By Li Fusheng | China Daily | Updated: 2018-09-10 09:46
An electric vehicle being charged at an EV station in Guangzhou, Guangdong province, July 29, 2018. [Photo/VCG]

Can a long-standing auto journalist not own a car? Well, sometimes, ironies mark life, don't they? Not that I can't afford a car. But - there it is, the big "but" - I've been unlucky. Beijing's license plate lottery system hasn't been kind to me.

Beijing has some 2.9 million individuals registered on that system, whereas only some 40,000 gasoline car plates are available this year. Mine is yet to figure among them.

I have even considered applying for a new energy car number plate instead. But (there it goes again), you've to join a long queue for that. And, I, like the 2.9 million people, can't get rid of the mileage anxiety, an unwanted emotion.

It's been there since e-cars were invented; it's been the major hindrance to e-cars becoming popular among private buyers even in China, the world's largest new energy market since 2015.

Thankfully, e-car mileage has been improving over the years. But the anxiety won't go away quickly, unless there are some major breakthroughs in battery technology (more on this in a bit).

Some dealers are quick to highlight certain e-vehicles from Denza or BJEV that can run up to 450 km. But such models do so under ideal test conditions, and need a skilled driver, pleasant temperature (meaning air conditioner has to be switched off) and a ride at the same speed. Else, apparently, the mileage would slump to around 300 km.

Still, it'd be fine if you drive just from home to office and back. But, if you'd like to drive your kids to suburban destinations for weekends, or you, like me, would want to go visit parents in a neighboring place (say about 100 km or 150 km away), you'll be worried that you'll get stranded somewhere. The very thought of it could spoil the holiday mood.

By the way, most of the e-car models currently in the market offer a much lower mileage. The majority of e-cars bought in China last year run for less than 200 km on a single charge.

The charging infrastructure (or lack thereof) is another problem. China is home to around 2 million new energy cars, but there were only 773,346 public and private charging poles at the end of July, according to the China Electric Car Charging Technology and Industry Alliance.

Even if you were lucky to find a high-voltage one and luckier still to avoid a queue, you'd yet need to wait for a good 40 minutes for your e-car to get charged 80 percent, assuming your vehicle is one of the most common models.

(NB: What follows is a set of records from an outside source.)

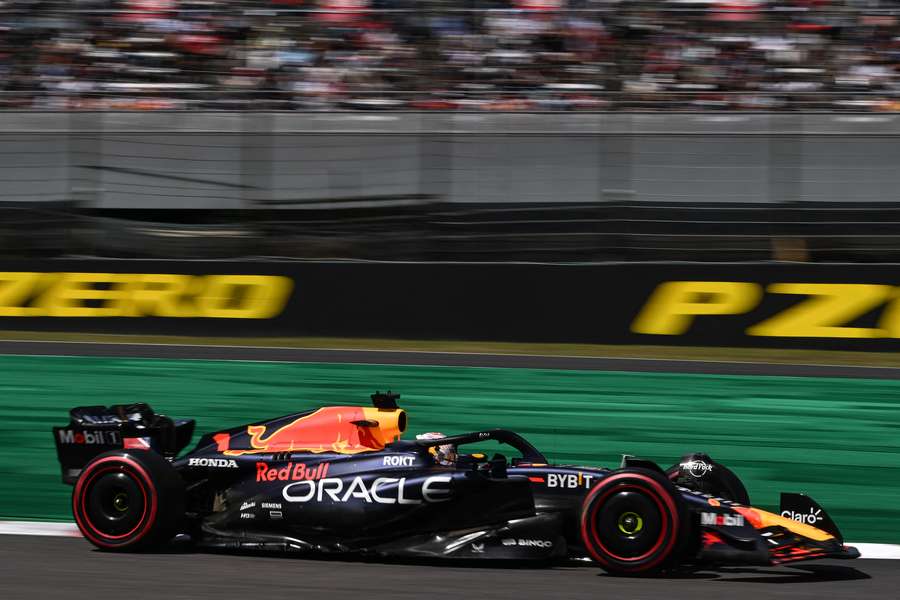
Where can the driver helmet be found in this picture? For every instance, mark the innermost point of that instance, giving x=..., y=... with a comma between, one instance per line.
x=444, y=454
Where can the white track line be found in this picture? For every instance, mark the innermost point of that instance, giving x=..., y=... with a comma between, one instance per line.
x=881, y=551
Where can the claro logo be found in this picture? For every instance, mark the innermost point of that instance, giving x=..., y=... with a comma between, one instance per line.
x=25, y=294
x=823, y=311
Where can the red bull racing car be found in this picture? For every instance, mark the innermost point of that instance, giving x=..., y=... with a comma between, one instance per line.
x=339, y=479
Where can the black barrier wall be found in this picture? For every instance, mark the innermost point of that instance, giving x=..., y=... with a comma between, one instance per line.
x=767, y=305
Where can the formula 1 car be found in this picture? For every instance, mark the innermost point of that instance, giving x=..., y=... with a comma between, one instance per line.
x=339, y=480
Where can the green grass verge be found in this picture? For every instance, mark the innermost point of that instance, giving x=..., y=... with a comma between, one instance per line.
x=762, y=355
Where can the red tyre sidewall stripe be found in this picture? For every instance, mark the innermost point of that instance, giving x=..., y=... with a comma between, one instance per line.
x=662, y=494
x=146, y=487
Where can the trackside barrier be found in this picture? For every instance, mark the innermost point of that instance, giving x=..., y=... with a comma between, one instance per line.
x=837, y=306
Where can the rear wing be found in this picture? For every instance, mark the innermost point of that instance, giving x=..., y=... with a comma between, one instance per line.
x=93, y=430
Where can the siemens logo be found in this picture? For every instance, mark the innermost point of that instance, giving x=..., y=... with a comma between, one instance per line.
x=28, y=294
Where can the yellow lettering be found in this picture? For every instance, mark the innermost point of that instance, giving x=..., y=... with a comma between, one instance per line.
x=822, y=315
x=76, y=295
x=244, y=296
x=15, y=290
x=674, y=304
x=162, y=295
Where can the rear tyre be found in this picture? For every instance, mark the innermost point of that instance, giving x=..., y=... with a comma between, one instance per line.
x=633, y=522
x=128, y=500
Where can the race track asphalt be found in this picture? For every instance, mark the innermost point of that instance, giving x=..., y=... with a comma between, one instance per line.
x=70, y=569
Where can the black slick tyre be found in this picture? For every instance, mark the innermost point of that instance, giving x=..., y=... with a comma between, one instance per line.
x=633, y=522
x=128, y=500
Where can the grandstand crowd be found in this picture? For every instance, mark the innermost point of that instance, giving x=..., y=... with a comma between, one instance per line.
x=451, y=55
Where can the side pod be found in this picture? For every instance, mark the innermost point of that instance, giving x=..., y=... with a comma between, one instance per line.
x=802, y=508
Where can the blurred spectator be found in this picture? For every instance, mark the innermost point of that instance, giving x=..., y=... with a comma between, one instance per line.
x=445, y=55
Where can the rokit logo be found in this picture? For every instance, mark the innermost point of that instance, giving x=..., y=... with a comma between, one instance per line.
x=383, y=490
x=527, y=543
x=810, y=518
x=95, y=438
x=216, y=463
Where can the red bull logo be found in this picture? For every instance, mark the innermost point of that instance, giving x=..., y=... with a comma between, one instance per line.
x=342, y=429
x=291, y=472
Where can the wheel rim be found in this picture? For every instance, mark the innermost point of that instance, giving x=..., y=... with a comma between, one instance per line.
x=628, y=523
x=114, y=503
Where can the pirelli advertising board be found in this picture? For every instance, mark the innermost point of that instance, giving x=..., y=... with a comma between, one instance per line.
x=766, y=305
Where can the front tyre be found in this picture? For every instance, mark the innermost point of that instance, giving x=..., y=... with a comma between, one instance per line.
x=128, y=500
x=632, y=522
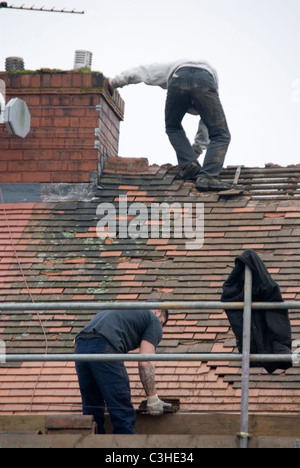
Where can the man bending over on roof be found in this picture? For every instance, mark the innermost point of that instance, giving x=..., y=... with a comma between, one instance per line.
x=192, y=88
x=118, y=332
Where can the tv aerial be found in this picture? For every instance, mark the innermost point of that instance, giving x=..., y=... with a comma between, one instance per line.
x=34, y=8
x=15, y=115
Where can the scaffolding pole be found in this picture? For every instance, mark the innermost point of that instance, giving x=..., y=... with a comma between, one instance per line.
x=209, y=357
x=190, y=306
x=244, y=435
x=246, y=358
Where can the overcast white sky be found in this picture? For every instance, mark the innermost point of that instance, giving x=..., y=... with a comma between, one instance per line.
x=254, y=45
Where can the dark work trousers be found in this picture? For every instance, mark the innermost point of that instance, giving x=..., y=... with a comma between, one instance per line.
x=105, y=382
x=195, y=88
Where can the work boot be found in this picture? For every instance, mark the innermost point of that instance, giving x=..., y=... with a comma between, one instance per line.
x=190, y=172
x=210, y=184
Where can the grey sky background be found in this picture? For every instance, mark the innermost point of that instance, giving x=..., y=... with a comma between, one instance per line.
x=253, y=44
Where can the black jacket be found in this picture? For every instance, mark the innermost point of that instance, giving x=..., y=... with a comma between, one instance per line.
x=270, y=329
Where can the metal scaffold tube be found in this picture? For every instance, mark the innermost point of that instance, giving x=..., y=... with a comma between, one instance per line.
x=245, y=358
x=244, y=436
x=142, y=357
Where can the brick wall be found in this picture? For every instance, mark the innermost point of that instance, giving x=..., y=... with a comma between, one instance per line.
x=74, y=124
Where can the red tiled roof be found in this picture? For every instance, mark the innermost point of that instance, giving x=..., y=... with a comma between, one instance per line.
x=63, y=260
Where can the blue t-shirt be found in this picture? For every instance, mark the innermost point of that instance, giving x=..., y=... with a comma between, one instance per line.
x=124, y=329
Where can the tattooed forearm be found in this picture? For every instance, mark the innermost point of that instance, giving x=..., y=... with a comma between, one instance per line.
x=147, y=376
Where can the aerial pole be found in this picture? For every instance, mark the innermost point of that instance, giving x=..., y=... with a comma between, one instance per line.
x=46, y=10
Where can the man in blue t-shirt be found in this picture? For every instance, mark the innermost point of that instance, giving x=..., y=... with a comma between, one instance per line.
x=113, y=332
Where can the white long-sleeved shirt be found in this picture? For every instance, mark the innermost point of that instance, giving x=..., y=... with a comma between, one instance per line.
x=159, y=74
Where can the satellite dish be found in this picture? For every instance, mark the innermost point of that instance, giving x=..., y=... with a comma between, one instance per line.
x=17, y=118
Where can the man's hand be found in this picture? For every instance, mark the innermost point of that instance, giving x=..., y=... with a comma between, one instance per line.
x=155, y=406
x=110, y=86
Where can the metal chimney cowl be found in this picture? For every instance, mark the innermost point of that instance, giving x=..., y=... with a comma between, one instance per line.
x=14, y=64
x=83, y=59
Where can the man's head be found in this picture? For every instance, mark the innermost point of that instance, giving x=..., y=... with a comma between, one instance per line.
x=163, y=314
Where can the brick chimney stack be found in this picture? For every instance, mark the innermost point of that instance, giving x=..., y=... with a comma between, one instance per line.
x=75, y=125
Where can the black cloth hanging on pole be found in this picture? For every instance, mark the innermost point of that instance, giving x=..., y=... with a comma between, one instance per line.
x=270, y=329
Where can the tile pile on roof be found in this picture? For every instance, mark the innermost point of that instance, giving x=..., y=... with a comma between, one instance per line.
x=63, y=259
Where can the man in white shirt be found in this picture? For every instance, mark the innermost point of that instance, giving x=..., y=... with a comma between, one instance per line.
x=192, y=88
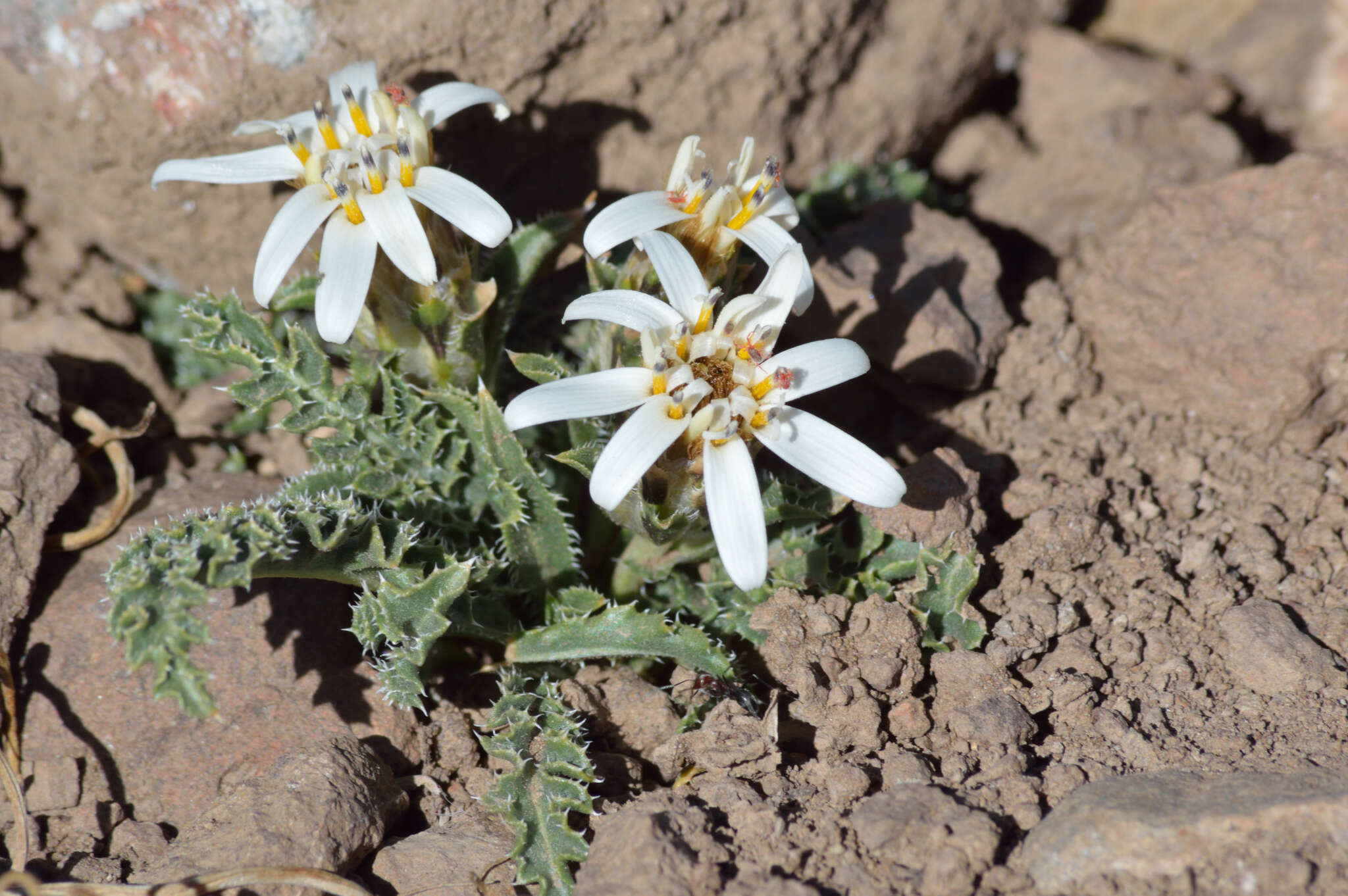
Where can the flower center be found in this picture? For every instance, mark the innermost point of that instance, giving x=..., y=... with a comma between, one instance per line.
x=386, y=141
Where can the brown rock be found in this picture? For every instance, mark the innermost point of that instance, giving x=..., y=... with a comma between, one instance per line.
x=78, y=336
x=282, y=674
x=1270, y=655
x=1219, y=298
x=1103, y=128
x=1166, y=824
x=37, y=474
x=941, y=503
x=1269, y=49
x=452, y=856
x=633, y=714
x=731, y=740
x=918, y=290
x=976, y=698
x=912, y=828
x=324, y=806
x=660, y=844
x=100, y=87
x=828, y=653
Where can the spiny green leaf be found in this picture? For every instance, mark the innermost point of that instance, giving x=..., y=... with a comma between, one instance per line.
x=545, y=745
x=621, y=631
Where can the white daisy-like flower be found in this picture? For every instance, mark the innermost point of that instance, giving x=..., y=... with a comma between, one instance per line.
x=360, y=172
x=751, y=208
x=708, y=388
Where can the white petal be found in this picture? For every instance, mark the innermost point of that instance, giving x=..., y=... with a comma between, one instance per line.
x=626, y=307
x=679, y=272
x=819, y=366
x=463, y=204
x=630, y=217
x=254, y=166
x=683, y=163
x=288, y=235
x=400, y=231
x=363, y=78
x=833, y=459
x=737, y=510
x=438, y=103
x=779, y=207
x=634, y=448
x=579, y=397
x=346, y=263
x=737, y=312
x=778, y=291
x=769, y=240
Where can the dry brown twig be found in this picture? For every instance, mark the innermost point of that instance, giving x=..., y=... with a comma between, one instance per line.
x=108, y=438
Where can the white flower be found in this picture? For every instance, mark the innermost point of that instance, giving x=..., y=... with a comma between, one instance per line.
x=360, y=172
x=751, y=208
x=712, y=388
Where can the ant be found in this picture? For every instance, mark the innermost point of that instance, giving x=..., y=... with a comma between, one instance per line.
x=719, y=689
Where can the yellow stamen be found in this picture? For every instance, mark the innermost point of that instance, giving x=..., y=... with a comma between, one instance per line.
x=357, y=115
x=704, y=318
x=325, y=127
x=742, y=216
x=406, y=172
x=373, y=176
x=348, y=203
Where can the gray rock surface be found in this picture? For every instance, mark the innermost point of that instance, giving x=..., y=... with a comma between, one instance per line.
x=1259, y=259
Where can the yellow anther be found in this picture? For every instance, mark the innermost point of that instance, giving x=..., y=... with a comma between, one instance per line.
x=357, y=115
x=406, y=170
x=325, y=127
x=704, y=318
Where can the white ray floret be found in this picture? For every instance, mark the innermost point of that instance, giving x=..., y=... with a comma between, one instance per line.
x=711, y=384
x=751, y=207
x=363, y=161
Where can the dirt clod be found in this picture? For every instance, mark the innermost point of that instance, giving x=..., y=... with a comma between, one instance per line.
x=324, y=806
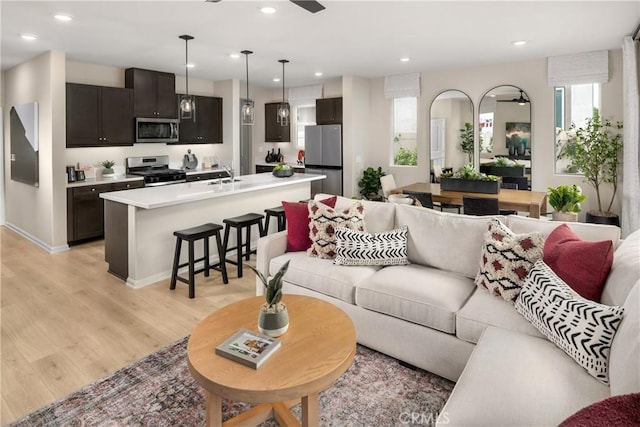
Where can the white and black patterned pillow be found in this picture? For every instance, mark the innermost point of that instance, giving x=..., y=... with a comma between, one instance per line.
x=361, y=248
x=582, y=328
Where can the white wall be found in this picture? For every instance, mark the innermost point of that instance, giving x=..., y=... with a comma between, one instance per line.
x=531, y=76
x=39, y=212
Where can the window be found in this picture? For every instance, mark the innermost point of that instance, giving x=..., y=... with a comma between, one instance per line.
x=305, y=116
x=573, y=106
x=405, y=124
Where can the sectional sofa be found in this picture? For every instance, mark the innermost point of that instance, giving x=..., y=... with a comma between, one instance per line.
x=430, y=314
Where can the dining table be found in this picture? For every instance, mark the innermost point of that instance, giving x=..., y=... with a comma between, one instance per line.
x=534, y=202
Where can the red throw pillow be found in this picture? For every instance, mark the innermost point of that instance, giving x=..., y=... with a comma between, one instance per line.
x=297, y=214
x=582, y=264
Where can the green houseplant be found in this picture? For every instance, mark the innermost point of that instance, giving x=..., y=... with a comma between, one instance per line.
x=273, y=318
x=470, y=180
x=370, y=183
x=466, y=140
x=595, y=152
x=565, y=200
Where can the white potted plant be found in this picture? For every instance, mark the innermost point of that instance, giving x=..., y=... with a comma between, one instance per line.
x=273, y=319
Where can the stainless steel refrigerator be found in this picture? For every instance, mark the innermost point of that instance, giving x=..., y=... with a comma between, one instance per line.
x=323, y=155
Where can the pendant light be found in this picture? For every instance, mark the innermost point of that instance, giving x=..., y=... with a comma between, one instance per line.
x=283, y=108
x=187, y=103
x=248, y=110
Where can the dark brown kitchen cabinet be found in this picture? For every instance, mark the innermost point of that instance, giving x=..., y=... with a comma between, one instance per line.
x=98, y=116
x=329, y=111
x=85, y=209
x=273, y=131
x=154, y=93
x=207, y=128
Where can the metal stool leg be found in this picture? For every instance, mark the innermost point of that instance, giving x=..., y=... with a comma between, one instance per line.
x=176, y=260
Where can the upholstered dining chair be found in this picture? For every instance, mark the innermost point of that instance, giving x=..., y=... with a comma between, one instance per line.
x=388, y=183
x=480, y=206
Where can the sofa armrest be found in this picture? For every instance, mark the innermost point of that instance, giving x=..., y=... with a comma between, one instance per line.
x=269, y=246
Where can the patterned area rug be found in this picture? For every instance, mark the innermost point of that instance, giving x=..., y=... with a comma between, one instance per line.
x=159, y=391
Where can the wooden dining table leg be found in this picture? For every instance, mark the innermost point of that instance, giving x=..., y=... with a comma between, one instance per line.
x=213, y=410
x=310, y=410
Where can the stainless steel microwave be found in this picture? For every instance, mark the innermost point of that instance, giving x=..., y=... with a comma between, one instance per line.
x=157, y=130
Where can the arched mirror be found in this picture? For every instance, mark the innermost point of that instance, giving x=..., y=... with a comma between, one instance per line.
x=451, y=142
x=504, y=119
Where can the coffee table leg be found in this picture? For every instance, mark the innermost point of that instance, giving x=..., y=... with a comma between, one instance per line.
x=213, y=410
x=310, y=410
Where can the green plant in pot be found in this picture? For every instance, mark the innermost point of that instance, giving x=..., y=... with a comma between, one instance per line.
x=565, y=200
x=466, y=140
x=370, y=183
x=595, y=152
x=108, y=167
x=273, y=318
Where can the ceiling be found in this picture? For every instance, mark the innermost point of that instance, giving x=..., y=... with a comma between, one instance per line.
x=362, y=38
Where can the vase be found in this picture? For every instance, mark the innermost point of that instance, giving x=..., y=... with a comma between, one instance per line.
x=565, y=216
x=273, y=324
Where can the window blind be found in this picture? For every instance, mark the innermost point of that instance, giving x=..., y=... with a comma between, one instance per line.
x=588, y=67
x=402, y=86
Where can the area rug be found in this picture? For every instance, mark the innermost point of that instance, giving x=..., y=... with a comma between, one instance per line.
x=159, y=391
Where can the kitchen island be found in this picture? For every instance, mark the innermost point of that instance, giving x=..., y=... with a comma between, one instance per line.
x=139, y=223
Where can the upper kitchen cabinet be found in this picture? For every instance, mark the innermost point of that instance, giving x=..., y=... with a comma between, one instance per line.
x=273, y=131
x=329, y=111
x=98, y=116
x=207, y=129
x=154, y=93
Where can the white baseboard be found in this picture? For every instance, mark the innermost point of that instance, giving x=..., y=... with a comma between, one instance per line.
x=35, y=240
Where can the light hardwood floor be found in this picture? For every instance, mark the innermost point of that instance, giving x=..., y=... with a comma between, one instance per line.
x=66, y=322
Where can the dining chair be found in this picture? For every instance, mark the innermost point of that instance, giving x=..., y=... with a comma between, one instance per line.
x=388, y=183
x=424, y=198
x=480, y=206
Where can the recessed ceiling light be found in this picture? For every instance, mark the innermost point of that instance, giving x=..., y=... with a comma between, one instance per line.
x=62, y=17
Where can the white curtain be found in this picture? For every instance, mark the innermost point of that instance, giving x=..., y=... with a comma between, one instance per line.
x=630, y=217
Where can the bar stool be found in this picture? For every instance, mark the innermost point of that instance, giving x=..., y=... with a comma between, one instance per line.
x=191, y=235
x=239, y=223
x=277, y=212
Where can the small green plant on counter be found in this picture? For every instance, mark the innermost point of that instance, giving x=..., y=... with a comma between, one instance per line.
x=370, y=182
x=468, y=172
x=566, y=198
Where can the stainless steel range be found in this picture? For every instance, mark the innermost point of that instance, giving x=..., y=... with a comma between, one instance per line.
x=155, y=170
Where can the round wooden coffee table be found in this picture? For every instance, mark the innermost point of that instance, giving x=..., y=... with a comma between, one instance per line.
x=318, y=347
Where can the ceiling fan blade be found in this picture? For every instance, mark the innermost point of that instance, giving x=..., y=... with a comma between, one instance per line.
x=310, y=5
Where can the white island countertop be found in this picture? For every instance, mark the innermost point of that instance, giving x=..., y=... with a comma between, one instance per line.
x=175, y=194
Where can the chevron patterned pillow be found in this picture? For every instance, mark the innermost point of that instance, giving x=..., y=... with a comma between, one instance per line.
x=360, y=248
x=582, y=328
x=324, y=223
x=506, y=259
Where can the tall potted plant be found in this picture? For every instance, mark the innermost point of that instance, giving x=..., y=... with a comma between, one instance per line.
x=595, y=151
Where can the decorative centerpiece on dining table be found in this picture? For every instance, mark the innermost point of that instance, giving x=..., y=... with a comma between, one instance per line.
x=273, y=318
x=469, y=180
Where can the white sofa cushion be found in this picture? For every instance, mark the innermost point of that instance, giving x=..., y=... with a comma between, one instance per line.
x=416, y=293
x=514, y=379
x=378, y=216
x=447, y=241
x=625, y=271
x=593, y=232
x=483, y=310
x=582, y=328
x=321, y=275
x=624, y=360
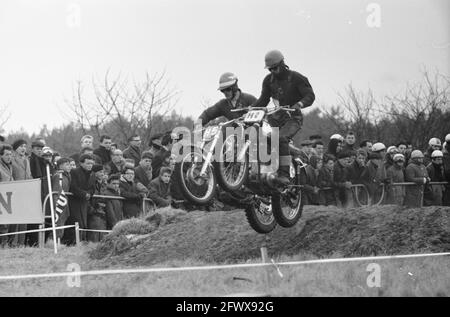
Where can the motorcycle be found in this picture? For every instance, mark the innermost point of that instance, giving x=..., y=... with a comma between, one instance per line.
x=251, y=183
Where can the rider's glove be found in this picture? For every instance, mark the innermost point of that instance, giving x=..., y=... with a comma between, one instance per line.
x=297, y=106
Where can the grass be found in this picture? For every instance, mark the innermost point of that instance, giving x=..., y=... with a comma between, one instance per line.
x=402, y=277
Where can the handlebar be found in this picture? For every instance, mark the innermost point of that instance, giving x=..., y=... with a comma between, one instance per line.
x=286, y=108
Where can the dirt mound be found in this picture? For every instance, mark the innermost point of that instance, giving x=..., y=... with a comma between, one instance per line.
x=219, y=237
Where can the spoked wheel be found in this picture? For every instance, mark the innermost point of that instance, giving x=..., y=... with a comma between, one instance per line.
x=260, y=217
x=231, y=174
x=288, y=206
x=198, y=189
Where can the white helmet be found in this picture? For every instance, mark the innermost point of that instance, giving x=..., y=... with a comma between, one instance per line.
x=337, y=136
x=434, y=142
x=377, y=147
x=417, y=154
x=437, y=153
x=392, y=149
x=398, y=157
x=227, y=80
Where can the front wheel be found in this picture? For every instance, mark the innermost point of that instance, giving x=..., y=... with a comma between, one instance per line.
x=198, y=189
x=260, y=217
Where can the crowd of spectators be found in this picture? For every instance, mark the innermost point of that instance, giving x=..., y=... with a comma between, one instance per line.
x=133, y=174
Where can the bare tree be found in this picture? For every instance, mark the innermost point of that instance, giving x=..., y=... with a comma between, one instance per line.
x=121, y=106
x=5, y=115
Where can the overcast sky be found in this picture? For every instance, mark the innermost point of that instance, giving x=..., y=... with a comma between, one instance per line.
x=46, y=45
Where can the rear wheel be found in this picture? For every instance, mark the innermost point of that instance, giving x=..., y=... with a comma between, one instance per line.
x=260, y=217
x=196, y=188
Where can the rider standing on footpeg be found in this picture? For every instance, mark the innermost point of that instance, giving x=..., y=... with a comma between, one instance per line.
x=290, y=89
x=234, y=99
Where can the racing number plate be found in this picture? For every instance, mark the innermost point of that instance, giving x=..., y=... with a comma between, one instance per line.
x=254, y=116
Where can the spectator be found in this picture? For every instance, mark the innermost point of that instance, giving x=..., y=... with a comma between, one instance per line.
x=372, y=176
x=395, y=172
x=326, y=182
x=37, y=163
x=311, y=182
x=114, y=147
x=61, y=182
x=6, y=175
x=133, y=151
x=97, y=208
x=334, y=147
x=342, y=181
x=72, y=163
x=128, y=190
x=82, y=187
x=366, y=146
x=389, y=158
x=379, y=148
x=318, y=148
x=114, y=207
x=434, y=194
x=20, y=163
x=104, y=149
x=47, y=155
x=417, y=173
x=160, y=188
x=349, y=144
x=86, y=141
x=433, y=145
x=143, y=173
x=401, y=147
x=356, y=168
x=117, y=162
x=21, y=171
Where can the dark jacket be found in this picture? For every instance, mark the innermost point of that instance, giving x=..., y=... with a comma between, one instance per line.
x=311, y=182
x=414, y=194
x=103, y=154
x=434, y=193
x=159, y=192
x=76, y=158
x=224, y=106
x=354, y=172
x=133, y=153
x=132, y=205
x=395, y=194
x=114, y=208
x=290, y=88
x=326, y=183
x=37, y=166
x=82, y=183
x=142, y=176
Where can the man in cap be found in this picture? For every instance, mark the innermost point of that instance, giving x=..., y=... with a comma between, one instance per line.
x=289, y=88
x=417, y=173
x=446, y=166
x=396, y=174
x=342, y=179
x=37, y=163
x=234, y=99
x=433, y=197
x=434, y=144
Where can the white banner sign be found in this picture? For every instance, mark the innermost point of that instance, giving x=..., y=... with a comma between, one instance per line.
x=20, y=202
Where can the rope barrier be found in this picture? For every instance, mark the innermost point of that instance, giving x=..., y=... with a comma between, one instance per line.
x=217, y=267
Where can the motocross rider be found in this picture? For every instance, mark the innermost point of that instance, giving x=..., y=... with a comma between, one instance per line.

But (the final one), one positive sign is more and more carmakers and battery producers are investing heavily on technology, and governments the world over are offering incentives to spur them on.

Battery breakthroughs, which alone can guarantee higher mileage and lower costs, are key. Sadly, their advent will likely be later than sooner, according to Cui Dongshu, secretary-general of the China Passenger Car Association. Even in their wildest estimates, experts and carmakers don't expect them before 2020.